For as long as we’ve been talking about microservices, we’ve been talking about data. In fact, before we even had the word microservices in our lexicon, back when it was just good old-fashioned service-oriented architecture, we were talking about data: how to access it, where it lives, who “owns” it. Data is all-important—vital for the continued success of our businesses—but has also been seen as a massive constraint in how we design and evolve our systems.
My own journey into microservices began with work I was doing to help organizations ship software more quickly. This meant a lot of time was spent on things like cycle time analysis, build pipeline design, test automation, and infrastructure automation. The advent of the cloud was a huge boon to the work we were doing, as the improved automation made us even more productive. But I kept hitting up against some fundamental issues. All too often, the software wasn’t designed in a way that made it easy to ship. And data was at the heart of the problem.

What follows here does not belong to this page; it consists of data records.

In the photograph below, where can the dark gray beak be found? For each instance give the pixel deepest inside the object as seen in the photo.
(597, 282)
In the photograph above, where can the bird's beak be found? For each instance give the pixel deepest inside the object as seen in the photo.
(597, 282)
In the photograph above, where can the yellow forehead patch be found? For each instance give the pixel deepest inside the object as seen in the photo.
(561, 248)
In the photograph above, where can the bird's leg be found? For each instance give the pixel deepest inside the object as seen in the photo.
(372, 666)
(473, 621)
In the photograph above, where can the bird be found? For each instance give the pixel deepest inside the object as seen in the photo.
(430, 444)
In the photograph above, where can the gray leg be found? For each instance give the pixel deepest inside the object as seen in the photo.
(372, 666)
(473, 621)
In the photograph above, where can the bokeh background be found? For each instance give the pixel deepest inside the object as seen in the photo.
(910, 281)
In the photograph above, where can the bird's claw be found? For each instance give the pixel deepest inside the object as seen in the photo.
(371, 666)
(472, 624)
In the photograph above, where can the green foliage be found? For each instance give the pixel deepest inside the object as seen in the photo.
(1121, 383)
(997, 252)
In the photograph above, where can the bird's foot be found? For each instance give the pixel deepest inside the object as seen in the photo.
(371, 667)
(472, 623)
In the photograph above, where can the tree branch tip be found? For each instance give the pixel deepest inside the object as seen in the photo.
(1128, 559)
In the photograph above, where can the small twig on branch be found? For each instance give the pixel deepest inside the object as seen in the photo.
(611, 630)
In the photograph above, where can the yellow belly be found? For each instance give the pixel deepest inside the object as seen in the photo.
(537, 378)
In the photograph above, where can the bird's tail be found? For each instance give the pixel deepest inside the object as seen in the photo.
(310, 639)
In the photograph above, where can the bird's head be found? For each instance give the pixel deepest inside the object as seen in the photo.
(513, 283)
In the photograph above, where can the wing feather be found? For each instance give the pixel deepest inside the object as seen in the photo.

Back then, the most common pattern I saw for service-based systems was sharing a database among multiple services. The rationale was simple: the data I need is already in this other database, and accessing a database is easy, so I’ll just reach in and grab what I need. This may allow for fast development of a new service, but over time, it becomes a major constraint.
As I expanded upon in my book, Building Microservices, a shared database creates a huge coupling point in your architecture. It becomes difficult to understand what changes can be made to a schema shared by multiple services. David Parnas showed us back in 1971 that the secret to creating software whose parts could be changed independently was to hide information between modules. But at a swoop, exposing a schema to multiple services prohibits our ability to independently evolve our codebases.
As the needs and expectations of software changed, IT organizations changed with them. The shift from siloed IT toward business- or product-aligned teams helped improve the customer focus of those teams. This shift often happened in concert with the move to improve the autonomy of those teams, allowing them to develop new ideas, implement them, and then ship them, all while reducing the need for coordination with other parts of the organization. But highly coupled architectures require heavy coordination between systems and the teams that maintain them—they are the enemy of any organization that wants to optimize autonomy.
I gradually came to the realization that how we store and share data is key to ensuring we develop loosely coupled architectures. Well-defined interfaces are key, as is hiding information. If we need to store data in a database, that database should be part of a service, and not accessed directly by other services. A well-defined interface should guide when and how that data is accessed and manipulated.
Much of my time over the past several years has been taken up with pushing this idea. But while people increasingly get it, challenges remain. The reality is that services do need to work together and do sometimes need to share data. How do you do that effectively? How do you ensure this is done in a way that is sympathetic to your application’s latency and load conditions? What happens when one service needs a lot of information from another?
Enter streams of events, specifically the kinds of streams that technology like Kafka makes possible. I have to say that, when I first looked at it, Kafka seemed pretty similar to the tooling I’d been using for decades, but with a few fancy scalability properties thrown in. But as I looked more closely I realized that Kafka’s ability to persist those events changed things as it’s not just a message broker, it’s also a message store. This opens up some interesting possibilities for how services can share data.
One of the most intriguing is the idea of “turning the database inside out” where the internal sub-components of a database—storage, log, cache and view—are broken into parts and deployed separately. The log can then be used as an event store, and those events are available for other services to consume, create caches, or views, often using stream processing tooling. My old employer, Thoughtworks, called this pattern “Event streaming as the source of truth,” highlighting the benefit as: “the potential to reduce duplication efforts between local persistence and integration.” So, the pattern is a bit like a shared database—there is a shared data set that everyone can use. But it’s also a bit different, as the view stays decoupled.
I suspect this concept will get as many skeptical responses as I got back when I was suggesting moving away from giant shared databases. But there is something intuitively appealing about this whole idea: when I look at the microservice architectures I help companies build, data always flows from service to service in some capacity or other. Sometimes this is with messaging and sometimes with REST or RPCs. Whichever way it happens to be framed, data is in motion.
So none of my advice of old has changed: microservices should have databases of their own, but modeling data as events and storing them centrally provides an interesting alternative to the normal ways microservices share data. The concepts may well seem odd at first, but stick with them. They’ll take you on a very interesting journey.